What about `screw`? Shouldn't it have its own `File` type to prevent that?

In `screw`, that's not a problem, because the above code sample fails at the first line
with `os.ErrNotFound`, so any `os.FileInfo` obtained via screw contains the exact casing.

Similarly `file.Readdir()` and `file.Readdirname()` can only be called on a file
opened with its exact casing.

## What if one of the *parent* folders has the wrong case?

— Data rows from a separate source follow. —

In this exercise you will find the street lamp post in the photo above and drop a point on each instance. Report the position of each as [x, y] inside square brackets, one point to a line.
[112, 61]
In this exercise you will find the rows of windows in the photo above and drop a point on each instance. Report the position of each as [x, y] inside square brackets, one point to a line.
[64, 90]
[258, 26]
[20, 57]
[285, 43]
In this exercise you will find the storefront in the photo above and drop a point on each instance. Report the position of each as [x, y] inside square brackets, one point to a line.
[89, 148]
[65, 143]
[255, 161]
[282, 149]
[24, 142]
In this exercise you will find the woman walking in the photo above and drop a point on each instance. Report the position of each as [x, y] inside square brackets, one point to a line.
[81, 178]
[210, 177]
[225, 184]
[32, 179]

`screw` only checks the last path component, ie. the "base name", for performance
and compatibility reasons.

Checking the *entire path* has these problems:

* It's expensive to call `FindFirstFile` for every path element, like:
* `C:\Users\bob\AppData\Roaming\something`
* `C:\Users\bob\AppData\Roaming`
* `C:\Users\bob\AppData`
* `C:\Users\bob`
* `C:\Users`
* On macOS, the "reference path" might be different even if both have the true case, e.g.:
* `/tmp/foobar` has reference path:
* `/private/tmp/foobar`

## API Additions

In addition to wrapping a lot of `os` functions, `screw` also provides these functions:

| Operation | Existing file name | Parameter | Result
|---------------|-----------------------|--------------------------|--------------------------
| TrueBaseName | (none) | "apricot" | ✅ ""
| | "apricot" | "apricot" | ✅ "apricot"
| | "apricot" | "APRICOT" | ✅ "apricot"
| | "apricot/seed" | "apricot/SEED" | ✅ "apricot/seed"
| | "apricot/seed" | "APRICOT/seed" | ✅ "aAPRICOT/seed"

**Important note**: contrary to the simplified table above, `GetActualCase` returns absolute paths,
not relative ones.

## Rename

On Windows, `screw.Rename` differs from `os.Rename` in two ways.

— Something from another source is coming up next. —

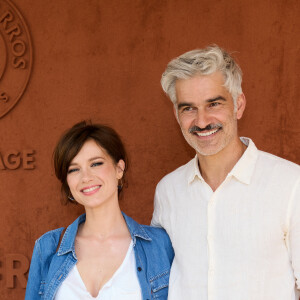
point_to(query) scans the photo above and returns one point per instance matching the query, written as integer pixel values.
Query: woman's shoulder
(47, 243)
(158, 236)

After a case-only rename (e.g. `apricot` => `APRICOT`), screw makes sure the file now has the expected casing.
If it doesn't, it attempts a two-step rename, ie.:

* `apricot` => `apricot_rename_${pid}`
* `apricot_rename_${pid}` => `APRICOT`

This seems unnecessary on recent versions of Windows 10 (as of October 2019), but it is the author's recollection
that this wasn't always the case.

Additionally, `screw.Rename` contains retry logic on Windows (to sidestep spurious AV file locking),
and logic for older versions of Windows that don't support case-only renames.

## UNC paths

UNC paths (like `\\?\C:\Windows\`, `\\SOMEHOST\\Share`) are untested and unsupported in `screw` at the time of this writing.

## Error wrapping

`screw` always wraps errors in a `*os.PathError`, to provide additional information as to which
operation caused the error, and on which file.

Comparing errors with `==` is a **bad idea**.

Using `errors.Is(e, screw.ErrCaseConflict)` works.

Using `os.IsNotExist(e)` also works with `screw`-returned errors.

## Dependencies

On Windows, `screw` depends on `golang.org/x/sys/windows` to make the `FindFirstFile` syscall, instead of the legacy `syscall` package.

## Performance

Performance isn't a goal of `screw`, correctness is.